Search code examples
macosterminalmallet

Trick to use file paths with spaces in Mallet (Terminal, OSx)?


Is there a trick to be able to use file paths with spaces in Mallet through the terminal on mac?

For example, all of the following give me errors:

escaping the space

./bin/mallet import-dir  --input /Volumes/Macintosh\ HD/Users/MY_NAME/Desktop/en --output /Users/MY_NAME/Desktop/en.mallet --remove-stopwords TRUE --keep-sequence TRUE

double quotes, no escapes

./bin/mallet import-dir --input "/Volumes/Macintosh HD/Users/MY_NAME/Desktop/en" --output /Users/MY_NAME/Desktop/en.mallet --remove-stopwords TRUE --keep-sequence TRUE

and, with double quotes

./bin/mallet import-dir --input "/Volumes/Macintosh\ HD/Users/MY_NAME/Desktop/en" --output /Users/MY_NAME/Desktop/en.mallet --remove-stopwords TRUE --keep-sequence TRUE

and finally with single quotes

./bin/mallet import-dir --input '/Volumes/Macintosh\ HD/Users/MY_NAME/Desktop/en' --output /Users/MY_NAME/Desktop/en.mallet --remove-stopwords TRUE --keep-sequence TRUE

They all want to treat the folder as multiple folders, split on the space:

Labels = 
   /Volumes/Macintosh\
   HD/Users/MY_NAME/Desktop/en
Exception in thread "main" java.lang.IllegalArgumentException: /Volumes/Macintosh\ is not a directory.
    at cc.mallet.pipe.iterator.FileIterator.<init>(FileIterator.java:108)
    at cc.mallet.pipe.iterator.FileIterator.<init>(FileIterator.java:145)
    at cc.mallet.classify.tui.Text2Vectors.main(Text2Vectors.java:322)
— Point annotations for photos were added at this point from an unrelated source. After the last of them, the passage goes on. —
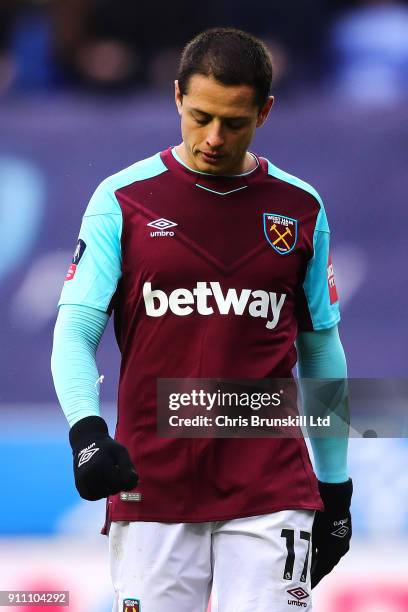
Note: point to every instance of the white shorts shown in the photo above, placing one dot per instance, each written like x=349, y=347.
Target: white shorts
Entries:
x=254, y=564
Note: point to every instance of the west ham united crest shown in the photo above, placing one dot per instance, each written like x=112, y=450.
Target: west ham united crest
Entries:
x=132, y=605
x=280, y=232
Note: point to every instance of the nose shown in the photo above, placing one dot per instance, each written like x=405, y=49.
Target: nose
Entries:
x=214, y=136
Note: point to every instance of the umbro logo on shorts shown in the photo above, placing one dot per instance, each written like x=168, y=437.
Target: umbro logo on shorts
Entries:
x=87, y=453
x=298, y=593
x=161, y=226
x=131, y=605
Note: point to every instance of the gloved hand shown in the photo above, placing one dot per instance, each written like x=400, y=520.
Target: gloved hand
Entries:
x=332, y=528
x=102, y=466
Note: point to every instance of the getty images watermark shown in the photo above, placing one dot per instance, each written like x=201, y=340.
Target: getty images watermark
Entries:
x=220, y=400
x=283, y=408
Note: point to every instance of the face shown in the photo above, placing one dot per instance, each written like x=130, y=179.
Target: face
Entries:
x=217, y=124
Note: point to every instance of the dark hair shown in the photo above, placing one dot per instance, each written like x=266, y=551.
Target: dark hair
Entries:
x=232, y=57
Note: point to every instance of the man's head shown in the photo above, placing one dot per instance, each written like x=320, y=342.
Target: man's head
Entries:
x=222, y=95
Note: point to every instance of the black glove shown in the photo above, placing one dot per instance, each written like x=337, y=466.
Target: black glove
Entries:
x=102, y=466
x=332, y=530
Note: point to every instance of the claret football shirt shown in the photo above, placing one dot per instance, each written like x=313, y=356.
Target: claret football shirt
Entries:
x=207, y=276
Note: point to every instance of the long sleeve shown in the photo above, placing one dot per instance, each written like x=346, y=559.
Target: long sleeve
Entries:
x=77, y=333
x=321, y=355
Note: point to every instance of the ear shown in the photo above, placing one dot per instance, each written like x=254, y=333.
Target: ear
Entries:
x=264, y=112
x=178, y=97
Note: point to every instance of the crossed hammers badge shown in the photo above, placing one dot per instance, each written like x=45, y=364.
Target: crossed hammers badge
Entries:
x=281, y=232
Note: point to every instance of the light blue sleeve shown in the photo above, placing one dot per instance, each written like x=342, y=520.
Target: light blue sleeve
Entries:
x=96, y=268
x=322, y=305
x=77, y=333
x=321, y=299
x=320, y=356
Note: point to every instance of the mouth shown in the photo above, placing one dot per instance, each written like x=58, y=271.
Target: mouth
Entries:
x=211, y=158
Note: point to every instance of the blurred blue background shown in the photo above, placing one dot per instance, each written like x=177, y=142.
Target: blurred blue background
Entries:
x=86, y=90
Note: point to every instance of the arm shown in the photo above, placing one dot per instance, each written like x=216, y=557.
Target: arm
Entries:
x=77, y=334
x=321, y=355
x=102, y=466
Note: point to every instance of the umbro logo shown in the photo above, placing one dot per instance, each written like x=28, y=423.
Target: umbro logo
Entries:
x=161, y=226
x=341, y=532
x=87, y=453
x=298, y=593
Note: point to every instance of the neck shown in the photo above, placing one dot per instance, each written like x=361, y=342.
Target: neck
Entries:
x=249, y=162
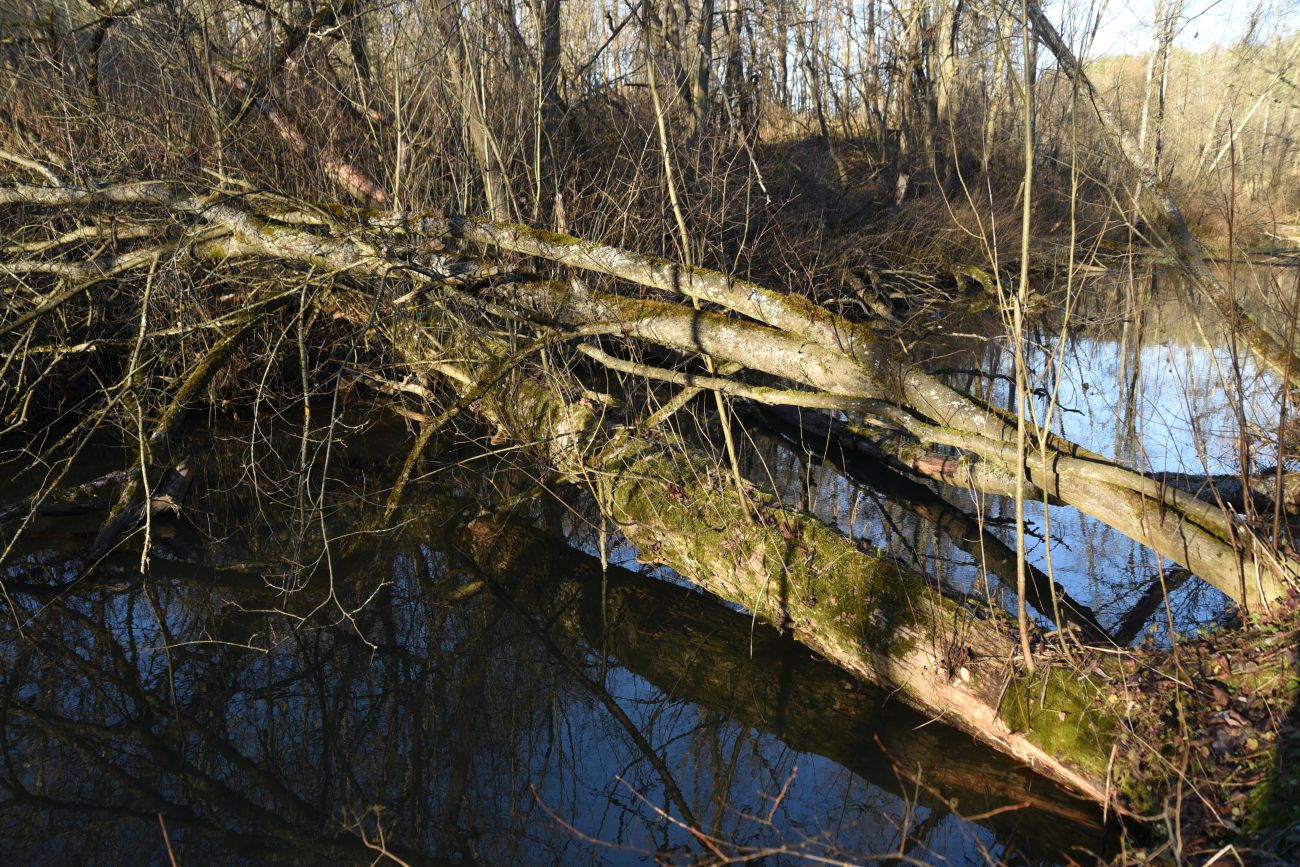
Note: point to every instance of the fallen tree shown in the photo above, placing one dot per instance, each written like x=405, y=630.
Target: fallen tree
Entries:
x=453, y=320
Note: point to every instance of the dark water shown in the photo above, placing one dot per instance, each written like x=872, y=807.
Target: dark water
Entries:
x=550, y=722
x=287, y=685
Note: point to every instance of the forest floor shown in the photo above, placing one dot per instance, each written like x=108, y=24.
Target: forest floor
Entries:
x=1222, y=724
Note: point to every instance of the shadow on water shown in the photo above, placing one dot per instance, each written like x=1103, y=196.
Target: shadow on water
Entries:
x=486, y=694
x=550, y=718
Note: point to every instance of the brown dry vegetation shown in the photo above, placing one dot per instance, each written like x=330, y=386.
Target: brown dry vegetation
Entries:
x=306, y=242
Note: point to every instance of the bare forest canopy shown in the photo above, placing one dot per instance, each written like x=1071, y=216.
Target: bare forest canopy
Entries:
x=619, y=239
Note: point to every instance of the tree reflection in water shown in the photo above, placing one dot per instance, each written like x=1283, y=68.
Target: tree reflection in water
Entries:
x=541, y=719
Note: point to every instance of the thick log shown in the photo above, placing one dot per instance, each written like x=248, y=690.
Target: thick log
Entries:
x=853, y=606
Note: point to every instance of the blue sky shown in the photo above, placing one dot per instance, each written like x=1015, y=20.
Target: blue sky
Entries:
x=1126, y=25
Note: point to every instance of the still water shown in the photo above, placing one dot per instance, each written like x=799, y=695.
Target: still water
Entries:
x=261, y=697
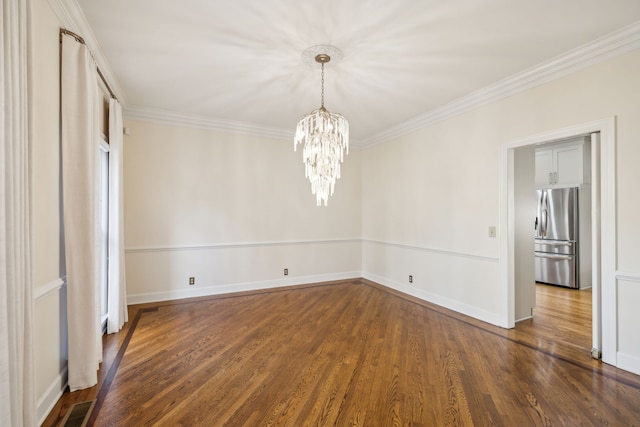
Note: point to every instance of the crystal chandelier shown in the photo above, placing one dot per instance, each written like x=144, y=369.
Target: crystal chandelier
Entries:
x=324, y=136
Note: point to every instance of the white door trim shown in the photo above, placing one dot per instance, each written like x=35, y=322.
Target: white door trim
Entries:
x=604, y=287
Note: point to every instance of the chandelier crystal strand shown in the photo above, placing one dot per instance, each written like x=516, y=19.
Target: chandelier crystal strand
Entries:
x=324, y=137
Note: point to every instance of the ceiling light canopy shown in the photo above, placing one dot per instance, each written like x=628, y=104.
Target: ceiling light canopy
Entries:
x=323, y=135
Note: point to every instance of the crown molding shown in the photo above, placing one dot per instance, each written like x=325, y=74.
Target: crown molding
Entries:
x=599, y=50
x=72, y=18
x=180, y=119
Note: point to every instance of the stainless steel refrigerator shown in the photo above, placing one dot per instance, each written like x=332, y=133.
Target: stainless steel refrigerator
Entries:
x=557, y=253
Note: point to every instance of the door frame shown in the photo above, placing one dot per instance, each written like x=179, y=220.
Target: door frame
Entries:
x=604, y=296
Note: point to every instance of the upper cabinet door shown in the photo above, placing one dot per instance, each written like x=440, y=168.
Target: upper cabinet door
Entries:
x=544, y=168
x=563, y=165
x=569, y=165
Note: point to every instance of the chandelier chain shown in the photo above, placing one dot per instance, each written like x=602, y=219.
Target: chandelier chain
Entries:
x=322, y=86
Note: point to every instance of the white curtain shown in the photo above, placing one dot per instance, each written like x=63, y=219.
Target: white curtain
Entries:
x=17, y=383
x=117, y=301
x=79, y=136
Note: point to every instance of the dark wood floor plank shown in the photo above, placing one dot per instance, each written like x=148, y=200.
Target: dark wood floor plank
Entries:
x=355, y=353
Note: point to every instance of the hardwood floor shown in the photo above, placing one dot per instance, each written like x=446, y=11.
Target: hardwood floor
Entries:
x=358, y=354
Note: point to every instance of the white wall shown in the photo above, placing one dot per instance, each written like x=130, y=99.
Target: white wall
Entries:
x=232, y=211
x=50, y=326
x=429, y=196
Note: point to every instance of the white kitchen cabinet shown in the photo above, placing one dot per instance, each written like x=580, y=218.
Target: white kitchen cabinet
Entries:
x=563, y=165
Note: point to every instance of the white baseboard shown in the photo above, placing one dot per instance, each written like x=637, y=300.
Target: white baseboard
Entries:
x=483, y=315
x=237, y=287
x=628, y=362
x=54, y=392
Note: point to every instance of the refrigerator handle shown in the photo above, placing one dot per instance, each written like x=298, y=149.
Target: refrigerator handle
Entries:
x=545, y=212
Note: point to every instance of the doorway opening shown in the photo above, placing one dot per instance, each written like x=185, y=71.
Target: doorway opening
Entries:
x=603, y=235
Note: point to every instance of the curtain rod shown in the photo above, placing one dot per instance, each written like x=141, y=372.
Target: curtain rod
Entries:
x=81, y=40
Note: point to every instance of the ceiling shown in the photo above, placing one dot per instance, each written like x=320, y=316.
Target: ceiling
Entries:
x=240, y=62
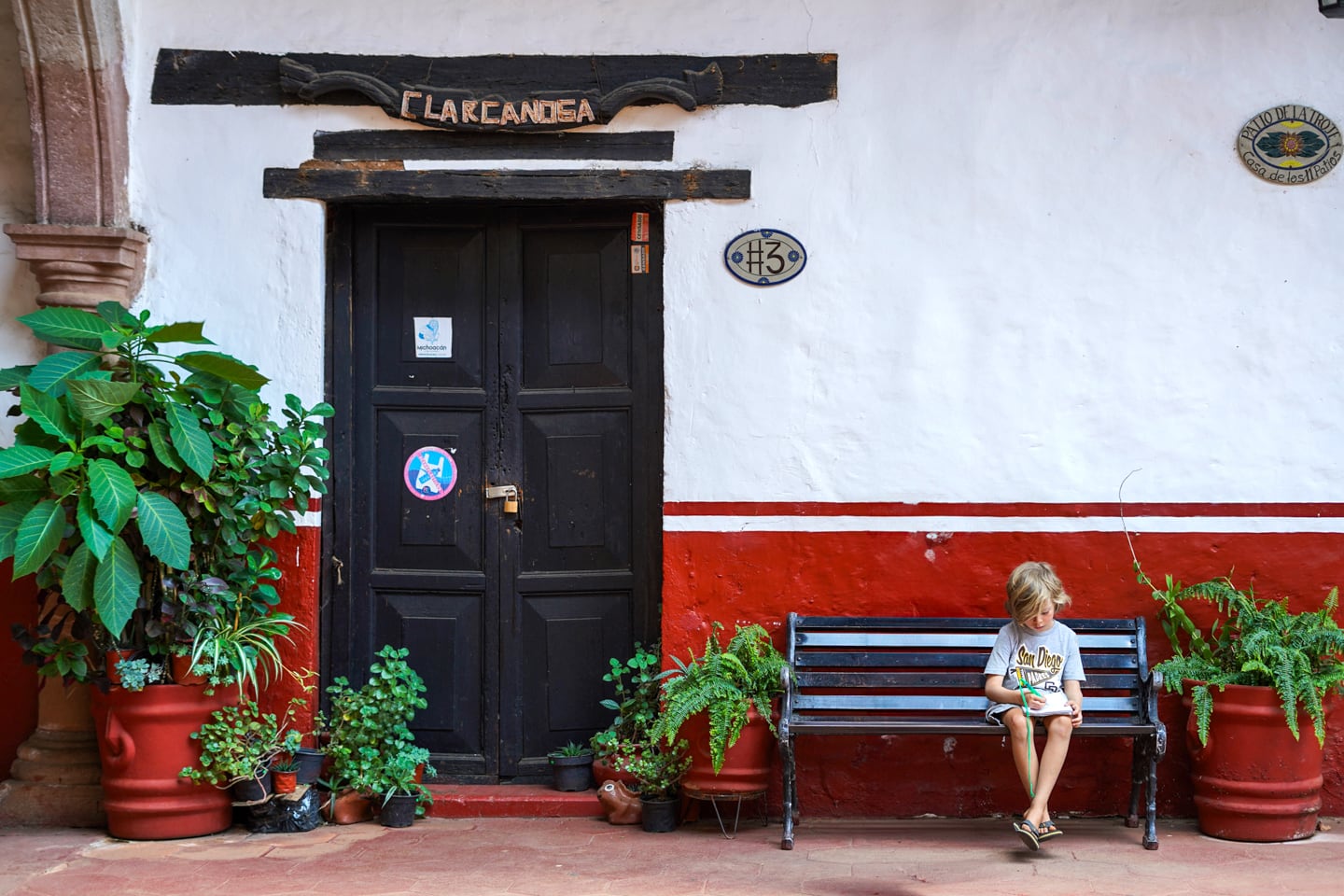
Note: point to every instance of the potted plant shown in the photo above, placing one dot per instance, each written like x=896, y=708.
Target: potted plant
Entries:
x=369, y=725
x=571, y=767
x=238, y=746
x=637, y=682
x=722, y=703
x=403, y=794
x=284, y=776
x=1252, y=679
x=659, y=773
x=136, y=476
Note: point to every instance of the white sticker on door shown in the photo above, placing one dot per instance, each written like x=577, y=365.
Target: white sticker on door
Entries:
x=433, y=337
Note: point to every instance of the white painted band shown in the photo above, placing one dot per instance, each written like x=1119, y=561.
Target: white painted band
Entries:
x=1253, y=525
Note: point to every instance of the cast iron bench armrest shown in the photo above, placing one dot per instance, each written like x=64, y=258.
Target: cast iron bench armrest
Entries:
x=925, y=676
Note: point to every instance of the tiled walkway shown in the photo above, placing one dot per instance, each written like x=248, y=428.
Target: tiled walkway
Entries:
x=577, y=856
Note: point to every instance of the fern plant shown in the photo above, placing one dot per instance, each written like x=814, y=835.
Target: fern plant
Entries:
x=724, y=682
x=1252, y=642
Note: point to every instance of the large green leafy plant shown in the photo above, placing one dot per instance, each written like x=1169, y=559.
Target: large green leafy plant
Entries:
x=637, y=684
x=1250, y=642
x=724, y=682
x=143, y=485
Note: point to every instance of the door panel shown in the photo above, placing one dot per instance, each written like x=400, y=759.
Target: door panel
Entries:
x=553, y=385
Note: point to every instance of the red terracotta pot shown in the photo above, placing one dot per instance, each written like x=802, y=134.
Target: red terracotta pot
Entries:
x=284, y=782
x=347, y=807
x=1253, y=780
x=144, y=740
x=746, y=764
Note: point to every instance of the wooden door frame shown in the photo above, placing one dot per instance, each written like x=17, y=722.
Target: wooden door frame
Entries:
x=336, y=609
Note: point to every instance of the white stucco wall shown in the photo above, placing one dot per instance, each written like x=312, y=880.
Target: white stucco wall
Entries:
x=1035, y=259
x=18, y=287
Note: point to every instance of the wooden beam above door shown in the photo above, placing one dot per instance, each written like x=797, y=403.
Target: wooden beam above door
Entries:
x=364, y=184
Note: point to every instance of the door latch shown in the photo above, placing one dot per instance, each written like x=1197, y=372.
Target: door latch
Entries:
x=507, y=492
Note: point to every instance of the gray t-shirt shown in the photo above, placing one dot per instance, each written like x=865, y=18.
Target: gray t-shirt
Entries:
x=1044, y=660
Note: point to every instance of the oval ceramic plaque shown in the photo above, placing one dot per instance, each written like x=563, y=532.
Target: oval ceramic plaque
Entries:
x=765, y=257
x=1291, y=146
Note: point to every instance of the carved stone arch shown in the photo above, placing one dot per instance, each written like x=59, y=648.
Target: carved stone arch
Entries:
x=81, y=246
x=82, y=251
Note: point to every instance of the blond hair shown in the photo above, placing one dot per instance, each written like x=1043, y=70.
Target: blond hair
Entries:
x=1031, y=587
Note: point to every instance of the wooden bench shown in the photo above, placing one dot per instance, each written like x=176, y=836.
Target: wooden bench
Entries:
x=912, y=676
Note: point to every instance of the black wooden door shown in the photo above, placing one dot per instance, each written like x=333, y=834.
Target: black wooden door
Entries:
x=492, y=347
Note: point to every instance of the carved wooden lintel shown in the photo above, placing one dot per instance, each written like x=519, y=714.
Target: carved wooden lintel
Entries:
x=454, y=107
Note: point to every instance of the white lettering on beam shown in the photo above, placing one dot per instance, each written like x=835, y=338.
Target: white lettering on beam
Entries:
x=498, y=113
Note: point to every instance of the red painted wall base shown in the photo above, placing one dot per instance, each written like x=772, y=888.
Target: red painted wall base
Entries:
x=760, y=577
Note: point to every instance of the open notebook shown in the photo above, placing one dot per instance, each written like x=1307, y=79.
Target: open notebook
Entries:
x=1057, y=704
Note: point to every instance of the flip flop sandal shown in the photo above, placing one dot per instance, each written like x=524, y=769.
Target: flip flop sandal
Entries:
x=1048, y=832
x=1029, y=833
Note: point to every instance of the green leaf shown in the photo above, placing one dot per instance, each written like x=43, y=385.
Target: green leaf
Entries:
x=95, y=399
x=67, y=327
x=51, y=372
x=183, y=332
x=223, y=367
x=12, y=376
x=116, y=315
x=46, y=413
x=95, y=535
x=113, y=493
x=116, y=587
x=164, y=529
x=23, y=489
x=189, y=441
x=11, y=514
x=23, y=458
x=161, y=446
x=66, y=461
x=77, y=581
x=38, y=535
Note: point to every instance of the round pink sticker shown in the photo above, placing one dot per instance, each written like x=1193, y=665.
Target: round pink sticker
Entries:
x=430, y=473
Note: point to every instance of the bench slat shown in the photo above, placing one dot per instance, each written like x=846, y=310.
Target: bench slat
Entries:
x=965, y=703
x=941, y=725
x=940, y=639
x=933, y=623
x=937, y=679
x=820, y=660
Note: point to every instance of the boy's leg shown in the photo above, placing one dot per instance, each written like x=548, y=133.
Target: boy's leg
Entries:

Is there anyway around this, other than renaming all of my files with spaces to underscores? (I understand that I don't need to type /Volumes/Macintosh\ HD/... but can just start at /Users. This was just an example.)


Solution

  • The issue is that import-dir is designed to take multiple directories as input. The argument parser would need a way to distinguish this use case from the "escaped space" use case, keeping in mind that Windows paths can end in \.

    The best way to support both cases might be to add a --single-input option that would take its argument as a single string.

    I also find that the spreadsheet-style import-file command is almost always preferable to working with directories.